Он снова опустил штору. И снова луч света прошелся точно по спящим личикам, замешкавшись на мгновение на каждом лобике, изучая капли той слюны, которая от души. А Джо, натягивая холодную одежду, принялся благоговейным шепотом возносить благодарственную молитву, в общем направлении на комод, с которого загадочными и темными прорезями глаз, ухмыляясь заплесневелой усмешкой, недобро пялилась тыква-страшила: все правильно, розыгрыш идет полным ходом. Это-то было понятно. И было бы легче уразуметь, над кем розыгрыш, если б Джо не ухмылялся в ответ.

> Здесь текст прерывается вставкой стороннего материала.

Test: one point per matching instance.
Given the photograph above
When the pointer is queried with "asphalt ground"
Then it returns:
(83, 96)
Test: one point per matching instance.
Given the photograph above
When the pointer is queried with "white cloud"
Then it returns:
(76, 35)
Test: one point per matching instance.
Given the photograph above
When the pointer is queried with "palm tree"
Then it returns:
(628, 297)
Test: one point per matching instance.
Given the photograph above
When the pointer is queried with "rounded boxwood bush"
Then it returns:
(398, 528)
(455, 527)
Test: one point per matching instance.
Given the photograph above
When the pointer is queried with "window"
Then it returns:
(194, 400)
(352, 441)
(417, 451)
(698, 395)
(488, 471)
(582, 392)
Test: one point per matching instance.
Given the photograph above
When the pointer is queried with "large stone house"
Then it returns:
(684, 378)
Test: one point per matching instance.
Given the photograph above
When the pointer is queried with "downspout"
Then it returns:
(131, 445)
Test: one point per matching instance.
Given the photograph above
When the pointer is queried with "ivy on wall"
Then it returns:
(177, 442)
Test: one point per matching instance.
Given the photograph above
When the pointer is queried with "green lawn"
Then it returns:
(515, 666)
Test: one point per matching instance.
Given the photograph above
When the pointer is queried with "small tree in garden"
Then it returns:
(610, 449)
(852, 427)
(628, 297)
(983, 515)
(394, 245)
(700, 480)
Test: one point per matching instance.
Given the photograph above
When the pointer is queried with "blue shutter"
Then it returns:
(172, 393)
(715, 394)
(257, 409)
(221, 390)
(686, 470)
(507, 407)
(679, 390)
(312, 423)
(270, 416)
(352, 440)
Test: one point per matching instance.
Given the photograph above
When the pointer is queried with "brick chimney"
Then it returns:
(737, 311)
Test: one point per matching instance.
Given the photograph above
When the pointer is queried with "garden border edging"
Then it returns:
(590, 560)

В субботу у Джо дел было невпроворот. Это когда он по субботам отрабатывал свой долг за жилье. Он провел в этом старом доме на берегу реки большую часть своей жизни, еще в детстве то и дело жил здесь по шесть, по восемь месяцев, пока его папаша гулял по всему побережью, давая выход неукротимой жизненной энергии, грозившей прожечь дыру в брюках. Вопрос о деньгах за жилище никогда не поднимался и даже в голову никому не приходил: Джо знал, что уж десять раз отплатил старому Генри своими бесчисленными сверхурочными на порубке и лесопилке, отплатил и за стол и за кров, и для себя, и для жены с детьми, да еще сверху прибавил. Дело было в другом. Старику Генри он ничего не должен, но вот самому этому дому, самой его дощатой плоти и бревенчатому каркасу Джо, по его убеждению, задолжал столько, что вовек не расплатиться. И в тысячу лет — тоже! Никогда! И поэтому, едва забрезжил на горизонте тот день, когда Джо переберется в собственный дом, он сделался истинным маньяком ремонтных работ, стремясь соблюсти этот никогдашний срок и выплатить свой непомерный долг. И он, радостно шлепая малярной кистью и заделывая трещины, бросился рассчитываться с этой деревянной коробкой, что служила ему пристанищем столько лет, ничего не требуя взамен, совершенно уверенный (как был практически всегда совершенно уверен во всем, что, по его разумению, стоило уверенности), что каким-то чудом в самый последний момент сверхударным заколачиванием гвоздей и шпаклевкой щелей ему удастся-таки выплатить этот долг, в неоплатности которого он был совершенно уверен еще раньше.